Juliana v. U.S. plaintiff speaks to Medford church community

KTVL / Jennevieve Fong

A plantiff in landmark climate lawsuit against the federal government spoke in Medford on Sunday afternoon.

Juliana v. United States is case with 21 young plaintiffs who are fighting against the government. They claim the government's actions that contribute to climate change have violated their generation's constitutional rights.

"We’re part of a movementpart of the environmental movement," plaintiff Kiran Oommen said. "We’re not going to save the earth. We’re doing our part to contribute to a much larger movement that includes Standing Rock, that includes BioBridge, that includes everyone, that includes this church community."

22-year-old Oommen was at the Medford Congregational United Church of Christ as a guest preacher.
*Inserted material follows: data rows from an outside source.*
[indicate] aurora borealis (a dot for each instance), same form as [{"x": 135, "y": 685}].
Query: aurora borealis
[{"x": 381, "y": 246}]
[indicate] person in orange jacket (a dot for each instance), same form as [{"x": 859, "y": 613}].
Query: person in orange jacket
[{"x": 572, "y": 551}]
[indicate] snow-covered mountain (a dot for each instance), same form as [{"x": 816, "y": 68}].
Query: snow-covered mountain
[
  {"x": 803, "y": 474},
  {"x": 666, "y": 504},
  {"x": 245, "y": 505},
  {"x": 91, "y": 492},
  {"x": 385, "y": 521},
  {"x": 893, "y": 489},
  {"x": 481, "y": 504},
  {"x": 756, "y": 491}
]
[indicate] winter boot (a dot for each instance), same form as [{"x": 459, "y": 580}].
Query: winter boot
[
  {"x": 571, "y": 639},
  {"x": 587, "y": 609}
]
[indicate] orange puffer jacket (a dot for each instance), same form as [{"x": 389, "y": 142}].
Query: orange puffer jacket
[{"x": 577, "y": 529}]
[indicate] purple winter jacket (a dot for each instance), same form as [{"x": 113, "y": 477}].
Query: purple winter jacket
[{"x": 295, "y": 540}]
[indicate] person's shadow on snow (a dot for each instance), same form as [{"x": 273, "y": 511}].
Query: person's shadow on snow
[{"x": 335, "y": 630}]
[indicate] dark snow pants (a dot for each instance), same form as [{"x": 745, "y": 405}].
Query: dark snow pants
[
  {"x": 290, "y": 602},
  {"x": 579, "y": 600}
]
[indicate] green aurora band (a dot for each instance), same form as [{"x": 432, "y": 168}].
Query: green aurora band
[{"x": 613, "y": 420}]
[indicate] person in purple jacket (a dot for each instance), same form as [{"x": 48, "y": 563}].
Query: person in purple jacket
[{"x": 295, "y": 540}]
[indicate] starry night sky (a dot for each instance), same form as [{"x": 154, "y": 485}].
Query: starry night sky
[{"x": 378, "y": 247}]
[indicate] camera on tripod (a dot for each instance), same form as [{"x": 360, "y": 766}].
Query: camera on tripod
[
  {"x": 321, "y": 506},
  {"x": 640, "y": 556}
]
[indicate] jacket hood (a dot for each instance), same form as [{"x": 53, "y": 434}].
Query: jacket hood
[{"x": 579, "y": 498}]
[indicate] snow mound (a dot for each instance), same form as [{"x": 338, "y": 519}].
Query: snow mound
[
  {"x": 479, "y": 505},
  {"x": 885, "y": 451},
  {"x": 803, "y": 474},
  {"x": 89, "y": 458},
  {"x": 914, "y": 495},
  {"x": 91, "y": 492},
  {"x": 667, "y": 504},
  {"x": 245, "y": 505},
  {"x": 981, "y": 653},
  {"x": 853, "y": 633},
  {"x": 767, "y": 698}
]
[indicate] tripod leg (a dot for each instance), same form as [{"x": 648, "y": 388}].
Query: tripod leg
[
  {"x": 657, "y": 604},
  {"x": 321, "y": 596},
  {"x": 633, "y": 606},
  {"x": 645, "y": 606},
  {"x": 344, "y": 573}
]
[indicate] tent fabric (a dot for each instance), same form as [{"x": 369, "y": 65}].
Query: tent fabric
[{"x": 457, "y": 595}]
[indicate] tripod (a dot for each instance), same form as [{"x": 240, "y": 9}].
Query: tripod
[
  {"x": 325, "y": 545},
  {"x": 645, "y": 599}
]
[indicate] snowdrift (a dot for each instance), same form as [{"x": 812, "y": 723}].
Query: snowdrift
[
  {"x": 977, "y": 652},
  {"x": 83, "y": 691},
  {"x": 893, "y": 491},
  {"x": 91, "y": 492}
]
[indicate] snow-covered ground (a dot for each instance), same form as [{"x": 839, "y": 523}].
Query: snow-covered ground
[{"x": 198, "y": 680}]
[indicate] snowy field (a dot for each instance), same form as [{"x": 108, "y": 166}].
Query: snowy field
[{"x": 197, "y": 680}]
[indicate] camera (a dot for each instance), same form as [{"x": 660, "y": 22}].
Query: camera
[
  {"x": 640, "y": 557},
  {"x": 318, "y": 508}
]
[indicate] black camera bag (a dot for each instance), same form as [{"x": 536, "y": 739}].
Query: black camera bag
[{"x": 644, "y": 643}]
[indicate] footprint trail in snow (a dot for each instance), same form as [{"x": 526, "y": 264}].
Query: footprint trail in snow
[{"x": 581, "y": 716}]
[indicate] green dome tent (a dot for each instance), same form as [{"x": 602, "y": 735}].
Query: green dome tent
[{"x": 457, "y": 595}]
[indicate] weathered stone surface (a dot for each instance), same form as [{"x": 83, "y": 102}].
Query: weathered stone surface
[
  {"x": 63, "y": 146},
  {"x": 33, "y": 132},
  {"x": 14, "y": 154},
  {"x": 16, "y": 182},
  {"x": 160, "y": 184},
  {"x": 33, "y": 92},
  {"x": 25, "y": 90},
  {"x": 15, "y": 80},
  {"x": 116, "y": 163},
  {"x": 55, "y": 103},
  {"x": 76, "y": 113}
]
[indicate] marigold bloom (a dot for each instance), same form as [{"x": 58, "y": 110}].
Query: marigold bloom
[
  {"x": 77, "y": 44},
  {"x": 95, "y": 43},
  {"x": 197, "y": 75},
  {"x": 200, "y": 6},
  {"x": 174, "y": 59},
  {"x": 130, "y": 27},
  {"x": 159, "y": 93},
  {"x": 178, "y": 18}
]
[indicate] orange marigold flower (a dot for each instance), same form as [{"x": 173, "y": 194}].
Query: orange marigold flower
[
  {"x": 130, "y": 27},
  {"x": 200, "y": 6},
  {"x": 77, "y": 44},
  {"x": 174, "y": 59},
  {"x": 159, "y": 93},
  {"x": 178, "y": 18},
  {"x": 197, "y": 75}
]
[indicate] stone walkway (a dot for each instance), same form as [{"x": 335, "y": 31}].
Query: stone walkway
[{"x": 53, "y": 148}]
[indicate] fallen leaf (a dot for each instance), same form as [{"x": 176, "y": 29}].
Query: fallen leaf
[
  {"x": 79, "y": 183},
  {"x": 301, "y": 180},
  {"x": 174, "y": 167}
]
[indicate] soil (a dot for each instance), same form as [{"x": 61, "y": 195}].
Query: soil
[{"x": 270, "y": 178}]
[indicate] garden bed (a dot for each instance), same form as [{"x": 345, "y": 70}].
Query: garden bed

After the service, he spoke with community members about the high-profile case and answered their questions.

Oommen said the case has become much more than litigation.

"We see the importance in building a movement around the case, not just having it be a lawsuit," Oommen said. "Because it does sound far out. When we filed it, people thought we were crazy. But by building a movement, by getting the word out there, by talking to people, by organizing rallies at all of our hearings, that's been a really big part."

The plaintiffs are partnering with Our Children's Trust, a Eugene-based nonprofit with a focus on global human rights and environmental justice.

While the case was introduced three years ago, it has not gone to trial yet. Oommen said they are preparing for a pretrial hearing in San Francsico within the next couple months, and will hopefully set a trial date after then.